International Journal of Computer Applications |
Foundation of Computer Science (FCS), NY, USA |
Volume 97 - Number 18 |
Year of Publication: 2014 |
Authors: Mitali Srivastava, Rakhi Garg, P. K. Mishra |
10.5120/17104-7737 |
Mitali Srivastava, Rakhi Garg, P. K. Mishra . Preprocessing Techniques in Web Usage Mining: A Survey. International Journal of Computer Applications. 97, 18 ( July 2014), 1-9. DOI=10.5120/17104-7737
Due to huge, unstructured and scattered amount of data available on web, it is very tough for users to get relevant information in less time.
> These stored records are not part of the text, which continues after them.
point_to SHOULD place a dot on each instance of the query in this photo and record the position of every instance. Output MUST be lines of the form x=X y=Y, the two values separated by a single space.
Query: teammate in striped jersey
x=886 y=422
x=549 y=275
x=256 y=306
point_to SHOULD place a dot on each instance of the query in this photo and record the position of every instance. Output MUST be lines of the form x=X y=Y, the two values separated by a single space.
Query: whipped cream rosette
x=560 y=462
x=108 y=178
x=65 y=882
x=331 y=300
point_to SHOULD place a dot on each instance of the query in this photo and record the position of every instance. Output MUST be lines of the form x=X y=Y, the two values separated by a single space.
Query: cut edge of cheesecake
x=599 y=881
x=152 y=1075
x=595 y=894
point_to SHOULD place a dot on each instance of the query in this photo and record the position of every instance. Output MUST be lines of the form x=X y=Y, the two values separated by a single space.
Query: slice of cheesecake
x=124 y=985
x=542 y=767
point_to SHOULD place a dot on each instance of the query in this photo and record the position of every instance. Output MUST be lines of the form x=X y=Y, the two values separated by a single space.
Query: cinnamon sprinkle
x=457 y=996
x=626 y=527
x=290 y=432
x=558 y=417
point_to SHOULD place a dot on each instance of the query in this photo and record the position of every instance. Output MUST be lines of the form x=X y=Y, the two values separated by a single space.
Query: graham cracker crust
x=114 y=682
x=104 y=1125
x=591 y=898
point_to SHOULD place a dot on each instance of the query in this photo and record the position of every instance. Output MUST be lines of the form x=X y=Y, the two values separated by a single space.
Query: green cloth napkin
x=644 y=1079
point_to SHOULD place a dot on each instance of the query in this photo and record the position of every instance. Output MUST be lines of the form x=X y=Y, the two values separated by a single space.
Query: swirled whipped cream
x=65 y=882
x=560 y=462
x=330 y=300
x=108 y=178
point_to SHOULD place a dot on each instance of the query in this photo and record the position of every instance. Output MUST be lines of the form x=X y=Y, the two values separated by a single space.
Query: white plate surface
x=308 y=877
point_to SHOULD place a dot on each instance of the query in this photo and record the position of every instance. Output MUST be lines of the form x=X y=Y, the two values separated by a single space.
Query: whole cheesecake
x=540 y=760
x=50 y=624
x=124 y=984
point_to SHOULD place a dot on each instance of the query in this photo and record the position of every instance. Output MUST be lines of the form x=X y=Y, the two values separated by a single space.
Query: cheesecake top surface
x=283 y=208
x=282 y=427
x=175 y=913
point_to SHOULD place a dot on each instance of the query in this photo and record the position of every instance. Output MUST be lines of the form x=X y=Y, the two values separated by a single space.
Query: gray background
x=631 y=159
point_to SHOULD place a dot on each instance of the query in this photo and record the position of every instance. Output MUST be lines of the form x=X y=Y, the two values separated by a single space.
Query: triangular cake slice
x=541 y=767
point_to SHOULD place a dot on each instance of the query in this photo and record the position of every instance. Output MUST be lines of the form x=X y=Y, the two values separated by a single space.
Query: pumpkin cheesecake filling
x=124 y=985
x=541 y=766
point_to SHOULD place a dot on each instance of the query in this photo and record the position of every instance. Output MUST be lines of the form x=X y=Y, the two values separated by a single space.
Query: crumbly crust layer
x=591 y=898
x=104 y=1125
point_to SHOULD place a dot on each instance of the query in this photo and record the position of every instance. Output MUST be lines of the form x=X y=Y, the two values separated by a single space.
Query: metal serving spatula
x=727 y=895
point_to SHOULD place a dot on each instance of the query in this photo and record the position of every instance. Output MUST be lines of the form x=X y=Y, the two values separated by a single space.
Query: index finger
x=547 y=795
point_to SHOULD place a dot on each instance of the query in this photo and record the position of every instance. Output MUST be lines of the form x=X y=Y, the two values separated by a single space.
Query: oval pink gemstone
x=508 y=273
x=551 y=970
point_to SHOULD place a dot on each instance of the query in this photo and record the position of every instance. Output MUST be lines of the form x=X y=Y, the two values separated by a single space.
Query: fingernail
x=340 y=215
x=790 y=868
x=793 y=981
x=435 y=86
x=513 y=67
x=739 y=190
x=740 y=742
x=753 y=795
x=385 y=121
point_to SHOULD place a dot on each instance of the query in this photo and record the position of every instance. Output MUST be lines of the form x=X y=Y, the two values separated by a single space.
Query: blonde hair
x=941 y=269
To achieve this, improvement in design of web site, personalization of contents, prefetching and caching activities are done according to user's behavior analysis. User's activities can be captured into a special file called log file. There are various types of log: Server log, Proxy server log, Client/Browser log. These log files are used by web usage mining to analyze and discover useful patterns. The process of web usage mining involves three interdependent steps: Data preprocessing, Pattern discovery and Pattern analysis. Among these steps, Data preprocessing plays a vital role because of unstructured, redundant and noisy nature of log data. To improve later phases of web usage mining like Pattern discovery and Pattern analysis several data preprocessing techniques such as Data Cleaning, User Identification, Session Identification, Path Completion etc. have been used. In this paper all these techniques are discussed in detail. Moreover these techniques are also categorized and incorporated with their advantage and disadvantage that will help scientist, researchers and academicians working in this direction.